Ricky Gervais is almost as entertaining to watch while he’s working as in a final, finished cut of something.
Maybe it’s because I’m a fan. Maybe it’s because I’m always curious about how different comics approach their work. Or maybe it’s just because he’s so constantly entertained by the world around him that it becomes infectious when you’re in his general vicinity. Whatever the case, spending a day on the set of “The Invention Of Lying,” his new high-concept comedy, was one of the highlights of my professional year in 2008.
The basic premise, for those who don’t know yet, involves Mark (Gervais), a screenwriter who hates his job and his life. The world he lives in looks just like ours in every way except one: no one lies. Not at all. And the removal of that one element has changed society in myriad ways. That’s the joy of the first part of the script, observing just how different a world without lying is. But when Mark accidentally invents lying, he changes the entire world, and the fallout is both hilarious and thought-provoking.
It’s been over a year since I visited the set just outside Boston. May of 2008, to be precise. I’d never met Gervais yet, and I’d only ever exchanged a few e-mails with Matt Robinson, the writer who created “The Invention Of Lying” as a spec, only to somehow find himself co-writing and co-directing the final film with Ricky.
And yet, I found it to be one of the most open, unforced set visits I’ve ever done, with everyone making themselves more than available.
[more after the jump]
This week, I’ll be bringing you interviews with Louis CK, Jennifer Garner, Rob Lowe, and Gervais himself, as well as some conversation with Matt Robinson about the origins of the film and winning the creative partner lottery, and also some impressions of what they were filming while I was there. The film is set to make its premiere in Toronto in just a few weeks, and I’m excited to finally lay eyes on what I think has the potential to be a completely unique big-studio comedy, and one of the real high points of the year.

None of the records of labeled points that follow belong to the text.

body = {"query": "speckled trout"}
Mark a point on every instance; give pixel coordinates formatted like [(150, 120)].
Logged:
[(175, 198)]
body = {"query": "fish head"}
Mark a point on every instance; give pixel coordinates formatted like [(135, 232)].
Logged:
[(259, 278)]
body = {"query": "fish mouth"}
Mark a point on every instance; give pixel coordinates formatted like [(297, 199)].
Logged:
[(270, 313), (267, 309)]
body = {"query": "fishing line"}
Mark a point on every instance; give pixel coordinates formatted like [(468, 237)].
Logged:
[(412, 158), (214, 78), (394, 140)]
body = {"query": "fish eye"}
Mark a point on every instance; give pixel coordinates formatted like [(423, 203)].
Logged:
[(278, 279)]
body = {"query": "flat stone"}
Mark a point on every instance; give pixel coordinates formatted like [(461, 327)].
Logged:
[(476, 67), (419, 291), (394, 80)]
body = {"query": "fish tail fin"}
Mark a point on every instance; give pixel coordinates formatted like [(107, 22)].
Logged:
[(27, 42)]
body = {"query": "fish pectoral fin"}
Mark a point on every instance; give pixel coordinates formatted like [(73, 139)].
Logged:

I’ll leave you with a line from the first interview I’m editing right now, with Louis CK. We were talking about the way Hollywood movies insist on making every character “likable,” and how everyone’s got to be “the best” at whatever it is they do:
“I don’t like people who are successful, I don’t like people who are good at their job, and I certainly don’t like people who are likable.”
It’s going to be a good week. Hope you’ll join us.